There was a moment when he was inside of me, protecting me, asking me sweetly to come for him, that I felt something click in my heart. But here, away from all that, I’m not sure if it was real or not. What I do know is that Dimitri sacrificed something to rescue me that night. Something big that weighs on his shoulders. I owe him, but I’m not sure what I owe him for. And I’m not sure he’d tell me if I asked.
I toss again, flipping over to my stomach, my eyes heavy despite the anxiety I feel in the pit of my gut. I haven’t gotten a full night’s sleep since that night I walked through the door of my own volition. Not because I needed protection. Not because I was being forced to. Not because I felt threatened.
Just because I wanted to.
In a perfect world, that would have made everything easy, but the reality is a lot more complicated. It’s as if locking my stepbrother out, and then watching Tristian methodically remove every trace of his ability to watch me, has made me feel impossibly exposed. Anything could happen in this room and they wouldn’t know.
Just like every night, I reach for my phone, thumbing it open and going for my most recent contact.
He answers on the second ring, voice quiet, scratchy with disuse. “I think I’m dying.”
I turn on my side and tuck my hand beneath my cheek, fixing my gaze to my dark, empty bathroom. “What is it tonight?”
He sniffs, but the cough that follows belies the haughtiness. “I don’t know. Three blunts and a fifth of vodka? Possibly a Xanny, but maybe that was last night.” After a beat, he asks, “Wait, what day is it?”
I wince. “Jesus, Dimitri. Why don’t you try staying sober for one night?” It’s a stupid request. For one, I’m at least partially responsible for everything that’s wrong in his life right now. For two, his generally being unable to remember these late night discussions is a big part of why I feel so inclined to have them.
“Why don’t you go fuck yourself?” he snipes back, and even though there’s no real heat to it, his muttered, “No more rules about that,” has resentment just rolling off it.

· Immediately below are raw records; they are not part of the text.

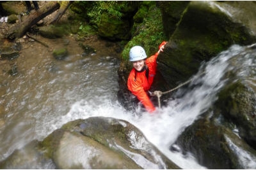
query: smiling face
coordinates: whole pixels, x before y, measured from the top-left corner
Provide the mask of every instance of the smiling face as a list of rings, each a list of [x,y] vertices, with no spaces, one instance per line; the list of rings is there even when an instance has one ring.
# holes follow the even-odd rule
[[[141,71],[145,66],[145,59],[133,61],[132,66],[137,71]]]

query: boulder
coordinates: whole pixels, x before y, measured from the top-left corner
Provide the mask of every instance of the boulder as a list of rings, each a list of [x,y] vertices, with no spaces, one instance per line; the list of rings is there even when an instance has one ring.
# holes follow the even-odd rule
[[[68,122],[42,141],[31,142],[15,151],[0,162],[0,168],[179,167],[129,122],[112,118],[92,117]]]
[[[192,153],[209,169],[255,169],[256,151],[230,129],[218,125],[220,117],[209,117],[196,121],[179,137],[176,144],[183,154]]]
[[[163,3],[161,6],[167,6],[172,3]],[[163,10],[164,16],[172,15],[171,7],[169,15]],[[256,16],[255,7],[252,1],[190,1],[159,57],[163,66],[159,70],[166,81],[175,84],[188,80],[197,72],[202,61],[209,60],[232,45],[255,42],[256,29],[252,18]],[[245,16],[250,16],[250,21]],[[166,19],[163,17],[163,23]]]

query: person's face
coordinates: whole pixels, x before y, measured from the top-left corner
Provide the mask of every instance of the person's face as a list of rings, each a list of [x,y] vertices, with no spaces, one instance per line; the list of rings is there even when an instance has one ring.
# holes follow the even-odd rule
[[[136,70],[141,71],[145,65],[145,59],[132,62],[132,66]]]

“Don’t feel like it,” I lie.
“You’re lying.” There’s a shuffle through the speaker, rustles of fabric and air. “Nothing wrong with needing a nut to get to sleep.” Dimitri does a good job of acting like we don’t do this every couple of nights. My feigning disinterest. His coaxing me to do what I already want to do. Maybe he really does get so drunk that he forgets, because it always goes the same.
He sighs into the phone, low and gritty in that way that tells me he’s just taken himself from his pants. I worry my lip between my teeth as I listen, hand creeping beneath my covers. I can easily envision him in that dimly lit room upstairs, reclined on his bed or his couch. He’d have the phone on speaker, but kept close. Probably already shirtless, the toned muscles in his abdomen flexing as he strokes himself.

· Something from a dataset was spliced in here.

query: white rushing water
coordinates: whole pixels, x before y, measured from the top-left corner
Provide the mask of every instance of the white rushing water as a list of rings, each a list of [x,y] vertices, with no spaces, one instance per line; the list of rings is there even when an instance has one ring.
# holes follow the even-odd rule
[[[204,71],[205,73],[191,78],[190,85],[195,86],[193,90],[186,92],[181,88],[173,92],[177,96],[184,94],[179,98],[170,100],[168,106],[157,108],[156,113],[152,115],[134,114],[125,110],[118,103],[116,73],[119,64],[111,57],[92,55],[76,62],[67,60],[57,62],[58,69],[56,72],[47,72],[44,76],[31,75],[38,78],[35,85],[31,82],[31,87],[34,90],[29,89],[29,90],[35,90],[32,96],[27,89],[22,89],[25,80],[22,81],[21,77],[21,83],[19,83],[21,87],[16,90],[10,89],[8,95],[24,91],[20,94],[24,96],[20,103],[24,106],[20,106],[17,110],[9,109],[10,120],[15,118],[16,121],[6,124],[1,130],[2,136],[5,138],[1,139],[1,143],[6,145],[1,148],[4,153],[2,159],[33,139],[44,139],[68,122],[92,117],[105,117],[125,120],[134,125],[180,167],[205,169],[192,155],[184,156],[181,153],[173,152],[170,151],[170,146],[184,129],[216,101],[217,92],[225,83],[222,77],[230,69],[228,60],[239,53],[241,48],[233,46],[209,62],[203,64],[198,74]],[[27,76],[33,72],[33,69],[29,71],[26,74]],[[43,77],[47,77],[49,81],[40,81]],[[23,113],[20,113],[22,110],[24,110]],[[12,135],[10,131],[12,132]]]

“What panties are you wearing?”
My face heats at the question, fingers dipping below the elastic as I roll to my back. I don’t need to look to answer, “They’re blue.”
He hums over the rustles in the background. “The lacy ones with the white trim.”

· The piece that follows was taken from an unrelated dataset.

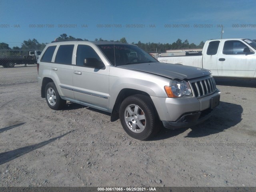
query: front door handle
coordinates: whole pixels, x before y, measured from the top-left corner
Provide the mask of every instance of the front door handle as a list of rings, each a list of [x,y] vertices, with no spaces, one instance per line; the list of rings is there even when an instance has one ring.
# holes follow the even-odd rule
[[[77,75],[82,75],[82,72],[80,71],[74,71],[74,73]]]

My breath hitches at the first touch, imagining that they’re his fingers pressing into my clit. “You probably have all my other blue ones up in your room.” It’s meant to sound admonishing, but the gasp I make when my thighs spread sort of ruin the effect. “And my black ones, too.”
“The black ones are best,” he says, voice imbued with a hardness that tells me he’s stroking himself. Is he already hard? Does he have to coax it to life like he does for me? “I like jacking off with them.”
I pause, trying to reorient my mental image of him on that couch. “Really?”
He answers without a trace of embarrassment. “Only if you’ve already worn them. I like it when you’ve gotten them all wet.”